Berlin (dpa) - Fast 4000 Flüchtlingsfamilien in Deutschland haben sich seit 2016 auf der Suche nach verlorenen Angehörigen an den Suchdienst des Deutschen Roten Kreuzes gewandt.
So viele Anfragen von Flüchtlingen gab es noch nie, teilte das Deutsche Rote Kreuz (DRK) am Dienstag zum Internationalen Tag der Vermissten (30. August) mit. "Krieg, Flucht und Vertreibung sind Themen, mit denen sich der Suchdienst aufgrund der vielen internationalen Krisen immer stärker beschäftigen muss", sagte DRK-Präsident Rudolf Seiters am Dienstag in Berlin. "Es sind die schwierigsten Fälle, die bei uns landen." Bei den meisten Vermissten geht es um Menschen aus Afghanistan, Syrien und Somalia.

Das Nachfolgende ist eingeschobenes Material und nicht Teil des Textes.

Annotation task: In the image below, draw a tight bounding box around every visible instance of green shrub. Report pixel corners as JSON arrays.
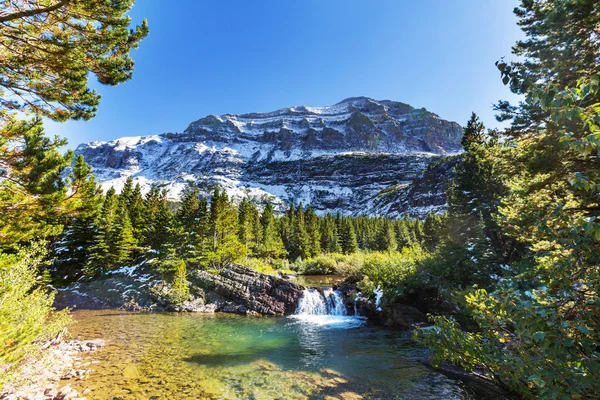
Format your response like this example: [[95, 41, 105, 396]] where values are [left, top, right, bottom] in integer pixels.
[[299, 255, 337, 275], [0, 243, 69, 384], [169, 260, 190, 304]]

Nach DRK-Angaben gibt es heute weltweit mehr Flüchtlinge als je zuvor seit 1945. 2016 wandten sich fast eine Million Menschen an Büros der Suchdienste des Internationalen Komitees vom Roten Kreuz. In Deutschland gingen 2016 rund 2800 Anfragen von Flüchtlingen ein. Im ersten Halbjahr 2017 waren es rund 1200 - darunter ging es fast 300 Mal um vermisste Kinder und Jugendliche. Viele Familien wurden bei ihrer oft gefährlichen Flucht über das Mittelmeer und die Balkan-Route auseinandergerissen.
In rund der Hälfte aller Fälle konnte der deutsche Suchdienst bisher weiterhelfen. Besonders schwierig macht die Arbeit trotz der digitalen Suche samt Fotos nicht nur das Fehlen genauer Geburtsdaten und -Orte, auch das Transkribieren der Namen aus dem Arabischen stellt die Teams vor Herausforderungen. Allein für den Vornamen Mohammed gebe es 70 verschiedene Schreibweisen, sagte Ronald Reimann, Vize-Leiter der Leitstelle des DRK-Suchtdienstes.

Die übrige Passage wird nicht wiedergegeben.